Fig. 5.. RBPMS controls mRNA translation of factors essential to initiate cardiac mesoderm commitment.

(A) Schematic of the TS-seq strategy used to evaluate the translational status of RBPMS-KO compared to WT (n = 3). (B) Global impact of the loss of RBPMS on ribosome occupancy in hESCs, revealed by two-step regression analysis of the mRNAs enriching on indicated ribosomal fractions derived from TS-seq. (C) Translation state of mRNAs bound by RBPMS in RBPMS-KO compared to WT, grouped based on RBPMS binding coordinates, in the indicated translationally affected clusters identified by TS-seq. (D) Metagene plot revealing RBPMS 3′UTR binding bias for translationally repressed RBPMS targets. (E) Functional analysis of all translationally repressed mRNAs and (F) translationally repressed 3′UTR targets in RBPMS-KO versus WT hESCs illustrated as a significantly enriched, curated list of GO terms. (G) Loss of RBPMS severely inhibits translation of the components of vital mesoderm specifying signal transduction networks (WNT, BMP, NODAL, and FGF signaling), as well as (H) translation factors and ribosomal proteins. (I) mRNAs bound by RBPMS at the 3′UTR are depleted from ribosomes in RBPMS-KO without affecting the transcript levels. The heatmap on the left depicts mRNA levels of RBPMS 3′UTR targets, while the heatmap on the right depicts their ribosome occupancy. (J) Changes in total proteome between WT hESCs and RBPMS-KO hESCs depicted as a volcano plot derived from whole-cell proteomics analysis. (K) Heatmap depicting protein levels (as log₂ LFQ values) of RBPMS 3′UTR targets in WT and RBPMS-KO hESCs.

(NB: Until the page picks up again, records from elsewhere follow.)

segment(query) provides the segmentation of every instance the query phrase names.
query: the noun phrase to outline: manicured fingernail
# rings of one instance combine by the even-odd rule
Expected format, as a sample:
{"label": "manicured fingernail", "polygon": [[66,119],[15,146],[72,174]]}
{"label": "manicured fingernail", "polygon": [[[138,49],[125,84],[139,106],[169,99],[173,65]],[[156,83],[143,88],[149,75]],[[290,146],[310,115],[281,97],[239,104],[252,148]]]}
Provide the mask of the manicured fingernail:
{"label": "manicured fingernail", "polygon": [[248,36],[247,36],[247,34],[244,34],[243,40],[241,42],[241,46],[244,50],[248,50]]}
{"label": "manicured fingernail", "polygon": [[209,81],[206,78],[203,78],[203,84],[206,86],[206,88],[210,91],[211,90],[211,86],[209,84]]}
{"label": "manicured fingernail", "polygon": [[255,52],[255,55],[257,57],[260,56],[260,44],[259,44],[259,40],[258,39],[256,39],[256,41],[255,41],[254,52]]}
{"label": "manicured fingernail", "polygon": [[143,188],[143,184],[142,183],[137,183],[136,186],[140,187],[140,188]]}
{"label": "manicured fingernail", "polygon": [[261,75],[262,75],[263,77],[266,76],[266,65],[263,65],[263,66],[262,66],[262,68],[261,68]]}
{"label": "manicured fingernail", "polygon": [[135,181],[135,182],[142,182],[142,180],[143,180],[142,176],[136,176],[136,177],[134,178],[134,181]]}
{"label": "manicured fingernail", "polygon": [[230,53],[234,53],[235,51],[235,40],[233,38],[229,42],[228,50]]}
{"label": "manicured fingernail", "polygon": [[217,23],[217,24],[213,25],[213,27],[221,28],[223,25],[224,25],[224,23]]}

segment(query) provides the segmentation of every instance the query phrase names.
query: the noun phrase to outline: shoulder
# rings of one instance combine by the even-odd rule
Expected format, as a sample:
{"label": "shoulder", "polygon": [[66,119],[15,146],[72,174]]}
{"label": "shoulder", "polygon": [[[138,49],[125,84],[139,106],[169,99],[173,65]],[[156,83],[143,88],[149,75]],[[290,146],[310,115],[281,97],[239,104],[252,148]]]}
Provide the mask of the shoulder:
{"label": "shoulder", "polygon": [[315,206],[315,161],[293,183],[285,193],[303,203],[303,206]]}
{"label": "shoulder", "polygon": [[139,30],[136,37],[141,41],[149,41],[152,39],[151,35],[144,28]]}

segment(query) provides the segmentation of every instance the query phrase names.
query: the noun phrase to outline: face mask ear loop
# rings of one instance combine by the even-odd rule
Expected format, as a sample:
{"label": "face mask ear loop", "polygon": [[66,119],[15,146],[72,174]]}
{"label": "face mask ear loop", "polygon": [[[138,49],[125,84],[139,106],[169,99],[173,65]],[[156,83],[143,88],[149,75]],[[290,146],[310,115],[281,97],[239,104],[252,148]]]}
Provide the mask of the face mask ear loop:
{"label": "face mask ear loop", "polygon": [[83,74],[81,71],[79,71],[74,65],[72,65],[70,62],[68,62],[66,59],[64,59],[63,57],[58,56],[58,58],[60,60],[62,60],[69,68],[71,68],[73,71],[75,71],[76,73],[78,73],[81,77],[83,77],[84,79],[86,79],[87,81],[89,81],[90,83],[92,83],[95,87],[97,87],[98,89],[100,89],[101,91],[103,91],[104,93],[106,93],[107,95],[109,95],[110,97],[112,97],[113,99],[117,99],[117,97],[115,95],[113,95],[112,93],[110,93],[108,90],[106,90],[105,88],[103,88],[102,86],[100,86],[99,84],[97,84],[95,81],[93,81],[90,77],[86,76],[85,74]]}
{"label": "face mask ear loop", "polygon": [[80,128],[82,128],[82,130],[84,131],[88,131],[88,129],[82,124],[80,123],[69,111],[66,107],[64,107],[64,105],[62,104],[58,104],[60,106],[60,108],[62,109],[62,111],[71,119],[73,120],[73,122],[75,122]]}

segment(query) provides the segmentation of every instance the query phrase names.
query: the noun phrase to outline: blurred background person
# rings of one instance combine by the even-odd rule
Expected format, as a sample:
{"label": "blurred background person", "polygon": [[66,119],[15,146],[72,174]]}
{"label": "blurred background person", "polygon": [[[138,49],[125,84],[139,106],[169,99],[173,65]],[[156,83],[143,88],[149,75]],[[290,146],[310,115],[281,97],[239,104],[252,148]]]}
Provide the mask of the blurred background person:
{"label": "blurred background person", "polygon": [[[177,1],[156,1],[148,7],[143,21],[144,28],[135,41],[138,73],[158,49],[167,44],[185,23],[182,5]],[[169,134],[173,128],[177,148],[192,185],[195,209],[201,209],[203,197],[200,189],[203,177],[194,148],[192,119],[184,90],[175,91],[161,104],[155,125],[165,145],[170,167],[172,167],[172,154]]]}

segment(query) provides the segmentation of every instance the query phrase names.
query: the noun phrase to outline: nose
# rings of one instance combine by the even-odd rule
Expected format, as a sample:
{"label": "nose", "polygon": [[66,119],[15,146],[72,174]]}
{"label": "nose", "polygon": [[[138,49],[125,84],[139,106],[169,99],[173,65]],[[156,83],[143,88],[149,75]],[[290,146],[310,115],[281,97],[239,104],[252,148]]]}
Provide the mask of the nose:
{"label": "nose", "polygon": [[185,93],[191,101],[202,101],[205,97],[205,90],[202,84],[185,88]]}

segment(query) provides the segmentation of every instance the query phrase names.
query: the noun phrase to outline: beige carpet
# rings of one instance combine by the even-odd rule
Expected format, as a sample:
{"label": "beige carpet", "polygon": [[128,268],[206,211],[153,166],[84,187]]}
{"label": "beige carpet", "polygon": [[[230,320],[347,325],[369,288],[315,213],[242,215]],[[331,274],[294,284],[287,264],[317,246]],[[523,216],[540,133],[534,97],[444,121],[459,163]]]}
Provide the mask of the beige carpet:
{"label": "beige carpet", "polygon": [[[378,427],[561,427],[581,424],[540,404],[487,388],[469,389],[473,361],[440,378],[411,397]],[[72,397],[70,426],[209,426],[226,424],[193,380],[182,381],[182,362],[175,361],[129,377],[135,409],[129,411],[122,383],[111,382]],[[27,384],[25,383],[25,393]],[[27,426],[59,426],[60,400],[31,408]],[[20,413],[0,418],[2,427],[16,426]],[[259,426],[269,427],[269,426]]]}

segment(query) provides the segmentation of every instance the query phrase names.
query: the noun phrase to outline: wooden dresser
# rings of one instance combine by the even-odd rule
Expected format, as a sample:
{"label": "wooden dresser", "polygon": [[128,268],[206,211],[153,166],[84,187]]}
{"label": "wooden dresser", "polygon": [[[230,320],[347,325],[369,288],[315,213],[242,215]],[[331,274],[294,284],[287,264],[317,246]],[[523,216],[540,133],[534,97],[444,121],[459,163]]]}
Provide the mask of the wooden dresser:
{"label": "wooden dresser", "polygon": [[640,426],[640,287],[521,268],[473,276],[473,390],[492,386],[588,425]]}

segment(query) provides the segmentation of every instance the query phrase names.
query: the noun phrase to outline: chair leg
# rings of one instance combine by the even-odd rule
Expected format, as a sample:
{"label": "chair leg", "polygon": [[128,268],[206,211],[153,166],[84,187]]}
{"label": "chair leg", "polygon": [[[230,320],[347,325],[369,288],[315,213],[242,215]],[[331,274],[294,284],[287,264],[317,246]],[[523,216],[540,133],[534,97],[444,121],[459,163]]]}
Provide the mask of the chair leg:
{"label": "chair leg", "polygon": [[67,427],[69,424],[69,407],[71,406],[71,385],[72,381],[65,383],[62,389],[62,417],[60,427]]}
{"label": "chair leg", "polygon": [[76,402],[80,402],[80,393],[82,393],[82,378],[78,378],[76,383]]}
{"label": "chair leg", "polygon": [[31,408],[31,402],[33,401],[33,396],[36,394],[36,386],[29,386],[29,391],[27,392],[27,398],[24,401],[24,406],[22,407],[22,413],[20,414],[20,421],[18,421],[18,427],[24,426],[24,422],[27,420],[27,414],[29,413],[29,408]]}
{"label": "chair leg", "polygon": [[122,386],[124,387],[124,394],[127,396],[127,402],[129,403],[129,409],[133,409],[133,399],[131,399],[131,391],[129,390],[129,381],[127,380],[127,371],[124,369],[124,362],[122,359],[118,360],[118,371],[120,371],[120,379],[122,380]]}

Fig. 6.. RBPMS specializes mRNA translation in pluripotency, selectively via 3′UTR binding and globally by controlling translation initiation and ribosome recruitment.

(A) Schematic of the reporter system and the experimental workflow used to investigate the 3′UTR binding motif–dependent regulation of translation by RBPMS in hESCs. (B) RBPMS activates translation of reporter mRNA carrying RBPMS binding motifs in the 3′UTR, evaluated by time-lapse microscopy. (C) The presence of the RBPMS binding motif is required for 3′ binding–dependent translation activation by RBPMS evaluated using indicated luciferase-based bicistronic reporters. (D) Schematic outlining the translation complex profiling–based isolation of 40S and preinitiation complex (PIC), followed by proteomics analysis in WT and RBPMS-KO hESCs. (E) Translation complex profiling traces of WT and RBPMS-KO hESCs (shades represent SEM). 40S + PIC fractions were subjected to LC-MS/MS. (F) Proteins significantly changing in the 40S + PIC fraction between WT and RBPMS-KO hESCs represented as volcano plot. Dashed lines indicate significance thresholds (−log₁₀ P ≥ 1.3 and log₂ FC ± 2) (selected translation factors, ER proteins, and RBPs are highlighted by orange, green, and blue dots, respectively). (G) Heatmap depicting differentially enriched translation factors, RBPs, and translation-associated ER proteins in the 40S + PIC fraction between WT and RBPMS-KO hESCs (significantly changing proteins are highlighted in bold). (H) Illustration of the PiggyBac-based strategy used to reexpress RBPMS in RBPMS-KO. Representative microscopy images in the inlets before and after induction. Timely reconstitution of RBPMS in RBPMS-KO hESCs rescues (I) translation defects, (J) protein synthesis defects, (K) translation defect of representative 3′UTR target of RBPMS, SFRP1, and (L) cardiac differentiation defect. Quantification of the microscopy images on the right side as bar graphs. Error bars represent ±SEM; P values calculated using Student’s t test (*P ≤ 0.05, **P ≤ 0.01, ***P ≤ 0.001, and ****P ≤ 0.0001; n = 3).